Ted heads off to the Netherlands today so I’m on my own for the weekend. I’m dithering over whether to go to the lake house or stay home and attend Portland Pride on Sunday. Either way I’d be doing something – either the long solo drive or dealing with the heat and crowds at Pride.
Consideration for the house: if I can leave work at noon, I’d need to go home change, pack clothes and food and put out extra food and water, for the cats, (say, half an hour), get gas, and drive down. It would be 2.5 or maybe even over 3 hours with Friday afternoon traffic. It would be exciting to go – they’ve gotten the siding on, exterior painting started, insulation being put in. If all goes well, they will be dry-walling next week. It might be useful if I can take photos of the wiring before they cover it, though it all the insulation is in it might be too late already. I’ve been more comfortable driving on local highways lately and it would be good for me to do a bit more distance driving, even if it still makes me uncomfortable.

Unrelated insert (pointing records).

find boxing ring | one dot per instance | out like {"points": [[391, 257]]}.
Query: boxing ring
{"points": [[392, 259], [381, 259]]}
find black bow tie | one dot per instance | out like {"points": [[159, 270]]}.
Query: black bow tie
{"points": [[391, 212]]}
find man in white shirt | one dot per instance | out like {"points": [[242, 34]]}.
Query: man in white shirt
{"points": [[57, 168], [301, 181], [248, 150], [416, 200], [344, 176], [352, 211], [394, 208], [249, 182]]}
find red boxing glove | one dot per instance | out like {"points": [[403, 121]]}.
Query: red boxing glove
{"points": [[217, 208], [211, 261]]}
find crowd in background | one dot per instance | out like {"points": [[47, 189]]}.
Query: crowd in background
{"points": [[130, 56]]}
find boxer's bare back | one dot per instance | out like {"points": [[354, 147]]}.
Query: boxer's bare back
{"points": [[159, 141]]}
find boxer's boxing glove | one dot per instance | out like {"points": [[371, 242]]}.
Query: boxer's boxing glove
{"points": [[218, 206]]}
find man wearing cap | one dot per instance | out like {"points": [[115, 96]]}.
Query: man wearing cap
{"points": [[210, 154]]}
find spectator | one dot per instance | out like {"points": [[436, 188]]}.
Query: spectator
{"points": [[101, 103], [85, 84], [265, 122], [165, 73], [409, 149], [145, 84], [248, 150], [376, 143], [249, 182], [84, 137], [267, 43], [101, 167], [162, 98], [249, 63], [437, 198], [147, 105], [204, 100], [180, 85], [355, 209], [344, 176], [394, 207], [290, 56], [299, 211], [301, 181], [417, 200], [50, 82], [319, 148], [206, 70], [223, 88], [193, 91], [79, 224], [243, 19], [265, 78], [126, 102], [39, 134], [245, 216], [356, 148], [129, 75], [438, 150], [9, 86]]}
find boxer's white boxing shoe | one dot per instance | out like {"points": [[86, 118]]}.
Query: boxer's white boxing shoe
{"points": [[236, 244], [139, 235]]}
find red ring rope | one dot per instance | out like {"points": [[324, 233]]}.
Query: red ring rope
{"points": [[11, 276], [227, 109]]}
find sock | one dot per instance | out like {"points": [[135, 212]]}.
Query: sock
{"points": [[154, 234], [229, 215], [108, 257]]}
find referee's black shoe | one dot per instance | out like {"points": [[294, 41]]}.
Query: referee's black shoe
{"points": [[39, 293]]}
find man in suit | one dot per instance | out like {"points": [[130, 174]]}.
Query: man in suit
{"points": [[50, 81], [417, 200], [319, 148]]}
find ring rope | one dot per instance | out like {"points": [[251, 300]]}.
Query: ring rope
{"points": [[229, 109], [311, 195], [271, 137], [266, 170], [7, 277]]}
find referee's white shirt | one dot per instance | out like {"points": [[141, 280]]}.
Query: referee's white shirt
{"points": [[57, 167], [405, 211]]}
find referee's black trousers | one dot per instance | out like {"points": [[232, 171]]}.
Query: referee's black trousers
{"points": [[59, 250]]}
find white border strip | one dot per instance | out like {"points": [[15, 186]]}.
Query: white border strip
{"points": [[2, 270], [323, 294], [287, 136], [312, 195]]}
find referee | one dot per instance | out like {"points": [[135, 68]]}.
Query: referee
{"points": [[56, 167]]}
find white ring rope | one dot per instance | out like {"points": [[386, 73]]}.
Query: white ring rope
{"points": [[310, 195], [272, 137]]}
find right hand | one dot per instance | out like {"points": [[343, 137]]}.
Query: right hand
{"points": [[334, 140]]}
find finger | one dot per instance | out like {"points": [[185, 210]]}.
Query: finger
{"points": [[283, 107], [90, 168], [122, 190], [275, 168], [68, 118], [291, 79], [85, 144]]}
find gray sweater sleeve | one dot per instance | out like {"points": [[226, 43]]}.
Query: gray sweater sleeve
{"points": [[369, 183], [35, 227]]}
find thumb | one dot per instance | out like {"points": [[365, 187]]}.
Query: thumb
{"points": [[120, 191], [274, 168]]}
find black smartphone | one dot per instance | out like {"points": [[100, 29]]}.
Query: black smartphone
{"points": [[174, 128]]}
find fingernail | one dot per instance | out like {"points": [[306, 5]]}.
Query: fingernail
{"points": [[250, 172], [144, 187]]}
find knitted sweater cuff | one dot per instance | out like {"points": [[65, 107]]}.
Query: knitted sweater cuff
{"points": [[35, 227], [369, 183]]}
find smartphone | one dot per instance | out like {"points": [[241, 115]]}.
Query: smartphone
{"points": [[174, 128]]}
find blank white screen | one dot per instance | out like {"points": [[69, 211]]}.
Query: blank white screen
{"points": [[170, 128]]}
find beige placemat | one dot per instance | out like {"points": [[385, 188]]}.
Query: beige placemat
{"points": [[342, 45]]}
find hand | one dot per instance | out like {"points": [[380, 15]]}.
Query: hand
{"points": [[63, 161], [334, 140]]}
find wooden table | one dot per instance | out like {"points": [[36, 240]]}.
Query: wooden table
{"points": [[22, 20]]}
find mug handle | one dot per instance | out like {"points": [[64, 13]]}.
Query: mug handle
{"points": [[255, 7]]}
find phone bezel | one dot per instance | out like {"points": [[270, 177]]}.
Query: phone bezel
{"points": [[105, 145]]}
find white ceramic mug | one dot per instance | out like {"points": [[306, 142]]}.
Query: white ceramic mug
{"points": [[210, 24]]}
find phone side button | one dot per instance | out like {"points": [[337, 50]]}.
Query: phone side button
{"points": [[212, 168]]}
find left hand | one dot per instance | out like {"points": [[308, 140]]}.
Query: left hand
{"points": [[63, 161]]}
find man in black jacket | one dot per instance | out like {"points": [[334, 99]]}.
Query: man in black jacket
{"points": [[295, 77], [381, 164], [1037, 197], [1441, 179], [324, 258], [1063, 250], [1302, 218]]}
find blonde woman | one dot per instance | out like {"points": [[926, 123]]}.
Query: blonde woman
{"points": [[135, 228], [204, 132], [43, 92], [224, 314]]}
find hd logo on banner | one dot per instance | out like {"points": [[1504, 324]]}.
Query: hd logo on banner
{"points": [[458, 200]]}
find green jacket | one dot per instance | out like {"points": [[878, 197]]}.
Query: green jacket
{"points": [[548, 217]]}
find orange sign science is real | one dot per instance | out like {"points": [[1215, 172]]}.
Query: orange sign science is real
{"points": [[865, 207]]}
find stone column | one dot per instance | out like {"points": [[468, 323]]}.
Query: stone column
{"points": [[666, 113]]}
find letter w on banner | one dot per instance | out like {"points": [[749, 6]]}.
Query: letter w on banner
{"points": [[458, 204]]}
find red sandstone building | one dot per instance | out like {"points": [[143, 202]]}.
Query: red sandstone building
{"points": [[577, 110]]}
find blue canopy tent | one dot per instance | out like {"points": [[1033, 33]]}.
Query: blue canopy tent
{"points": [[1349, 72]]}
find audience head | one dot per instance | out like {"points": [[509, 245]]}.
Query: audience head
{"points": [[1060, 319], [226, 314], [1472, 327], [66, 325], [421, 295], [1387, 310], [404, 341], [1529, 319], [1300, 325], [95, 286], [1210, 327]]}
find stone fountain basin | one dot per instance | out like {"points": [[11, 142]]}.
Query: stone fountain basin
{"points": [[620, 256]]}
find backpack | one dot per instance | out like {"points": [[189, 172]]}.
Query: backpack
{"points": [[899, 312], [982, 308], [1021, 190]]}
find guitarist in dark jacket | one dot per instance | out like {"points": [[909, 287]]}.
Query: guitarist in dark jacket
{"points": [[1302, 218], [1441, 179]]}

And I can row, or kayak or both. Also, we forgot to put up the barriers against geese last time we left!
Arguing against the solo road trip, we’ll be there next weekend anyway, and the weekend after (and all July 4 week) so I would just be seeing this all a week later (except the wiring won’t be visible). Also, getting my boat out is not that easy, since it’s sitting in front of the house and I’d have to take it all the way around, without hitting a tree on the way. And I’d be the one stuck washing goose poop off the dock, all on my own. The other big thing is that I haven’t planned meals, though I do have enough food, and most of all, it would mean I’d be pretty much all alone all weekend. If the drive down sucks and is anxiety making, I’d still have to drive back, with no other options.
Consideration for going to Pride: it should be fun. I can offer support for people I want to support. I can even be part of it instead of just a spectator: I can march in the parade with my company’s contingent. The weather is supposed to be perfect – sunny and 81F. I’ve never been to Pride, or much of any activist parade, and I feel like kind of a slacker.
Against it: not going to the house. Dealing with what might be overwhelming crowds and the inevitable lack of enough toilets. It might still be uncomfortably hot if the forecast isn’t right – it hit the high 90s a few days ago. Also, as a cishet ally, is it better to go and show support, or to stay away and leave the LGBTQ+ community to celebrate on its own? (And yes, I totally am making this decision all about me, but in my head and in my blog I think that’s reasonable. If I go to the parade, I will not expect cookies, I promise – or rather, I kind of will, at least in my own head, for stepping out of my own comfort zone re crowds etc, but not because it’s Pride specifically.)
I don’t know, but I have about 2 hours to decide.